A graduate of the class of 98 who played quarterback for St. Charles, he shared Stein’s sentiment about what the victory meant.

“It’s just incredible,” he said. “Just for the community … I’ve been in touch with alumni from all over the country. We felt like we were going to battle for everyone that ever wore the Comet uniform. And as someone who did that, it was almost like playing in the game for me. To help to give that gift to 90-something football players, something everyone who came before them wasn’t able to accomplish … it’s special.”

He said that he and the other coaches knew they had a good team coming back this season. But what gave the younger Monica — who is one of the very rare folk who can now say he coached a team to a state championship with his father — an inkling that this could be a special season was the resilience of the team in the face of adversity.

“Every time someone was injured or didn’t play as well as they usually do, someone else was ready to step up and carry the load,” said Monica. “Everyone on our team knew what had to be done in those situations, what had to go down, and they did it.

“I don’t care how good you are … to win a state championship, you need to have some breaks. The ball has to bounce your way, in terms of the draw, or injury … and this team overcame all of that.”

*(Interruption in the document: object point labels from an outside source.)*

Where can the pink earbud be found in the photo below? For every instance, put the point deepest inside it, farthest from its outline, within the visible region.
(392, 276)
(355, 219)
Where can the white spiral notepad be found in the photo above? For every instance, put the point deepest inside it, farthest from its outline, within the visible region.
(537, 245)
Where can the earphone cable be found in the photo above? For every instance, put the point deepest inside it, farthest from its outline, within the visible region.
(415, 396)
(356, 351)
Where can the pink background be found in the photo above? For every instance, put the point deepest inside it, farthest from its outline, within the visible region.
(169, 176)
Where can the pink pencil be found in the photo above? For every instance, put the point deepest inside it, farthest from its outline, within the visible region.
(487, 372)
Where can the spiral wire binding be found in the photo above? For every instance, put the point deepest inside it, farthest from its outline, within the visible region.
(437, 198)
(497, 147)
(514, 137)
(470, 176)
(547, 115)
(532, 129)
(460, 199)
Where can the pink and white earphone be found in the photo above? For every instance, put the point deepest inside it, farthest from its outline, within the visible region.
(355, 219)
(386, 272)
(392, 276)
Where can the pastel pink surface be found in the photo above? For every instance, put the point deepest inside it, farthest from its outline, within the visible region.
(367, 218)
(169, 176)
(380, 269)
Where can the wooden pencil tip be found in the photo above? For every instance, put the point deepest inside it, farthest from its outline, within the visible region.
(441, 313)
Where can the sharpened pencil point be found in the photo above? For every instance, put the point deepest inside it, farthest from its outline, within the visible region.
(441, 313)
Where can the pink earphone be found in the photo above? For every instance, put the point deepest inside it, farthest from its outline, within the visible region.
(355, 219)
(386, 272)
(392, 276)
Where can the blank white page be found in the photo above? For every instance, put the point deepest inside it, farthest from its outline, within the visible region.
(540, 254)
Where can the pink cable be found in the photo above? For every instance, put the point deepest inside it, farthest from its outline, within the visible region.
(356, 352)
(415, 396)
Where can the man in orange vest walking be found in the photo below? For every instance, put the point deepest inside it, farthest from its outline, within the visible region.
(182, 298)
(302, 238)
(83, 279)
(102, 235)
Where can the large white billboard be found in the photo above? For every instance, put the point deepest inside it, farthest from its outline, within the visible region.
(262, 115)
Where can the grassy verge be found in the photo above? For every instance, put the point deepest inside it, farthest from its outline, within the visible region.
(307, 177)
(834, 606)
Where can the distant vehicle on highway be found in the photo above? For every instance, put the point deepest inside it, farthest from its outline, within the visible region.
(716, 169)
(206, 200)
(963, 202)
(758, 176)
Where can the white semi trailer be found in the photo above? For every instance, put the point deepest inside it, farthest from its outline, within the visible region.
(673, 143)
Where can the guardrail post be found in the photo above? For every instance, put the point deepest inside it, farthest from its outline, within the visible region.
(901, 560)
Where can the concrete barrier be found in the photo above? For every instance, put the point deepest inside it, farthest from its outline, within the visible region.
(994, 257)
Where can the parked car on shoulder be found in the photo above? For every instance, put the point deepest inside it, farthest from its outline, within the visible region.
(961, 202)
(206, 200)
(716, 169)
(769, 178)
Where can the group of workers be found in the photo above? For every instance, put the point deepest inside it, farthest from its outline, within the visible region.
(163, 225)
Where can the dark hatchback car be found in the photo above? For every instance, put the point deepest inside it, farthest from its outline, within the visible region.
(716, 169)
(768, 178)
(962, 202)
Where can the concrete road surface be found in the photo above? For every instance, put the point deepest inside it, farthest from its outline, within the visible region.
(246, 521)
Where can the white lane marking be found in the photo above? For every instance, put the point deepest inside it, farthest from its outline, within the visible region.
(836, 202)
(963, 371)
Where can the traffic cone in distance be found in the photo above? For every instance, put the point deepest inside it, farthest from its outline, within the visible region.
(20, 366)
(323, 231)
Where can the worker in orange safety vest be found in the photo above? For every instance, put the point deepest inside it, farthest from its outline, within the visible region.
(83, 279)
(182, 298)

Indeed, St. Charles overcame injuries, most notably those of running backs Lazedrick Thompson and Marcus Hall, two of the top producing tailbacks in the state.

To compound matters, with the two largely unavailable on offense for the postseason, the Comets had no time to regroup; a power points quirk left them matched up with No. 15 seed Patterson in round two, a team that had been ranked second in the state poll all season. Defending champion Parkview Baptist awaited in the semifinals. And Amite gave SCC the toughest game of all.

“I don’t know if anyone, regardless of class, could have had a tougher bracket,” said Monica.

But in the end, the Comets overcame it all and Ty Monica was able to call a play he’s dreamt of calling for years — the victory kneeldown on the final play of the state championship game.

He got to live out a dream in the process.

“I’ve been coming to see these championship games in the Superdome since I was five or six years old,” he said.

“I played in two championship games. And one of the things I’ve always had in the back of my mind, that I’ve wanted to do, was to be on that sideline that wins the state championship and do snow angels on that Dome turf. It’s just one of those little things in life that you can always appreciate and remember.”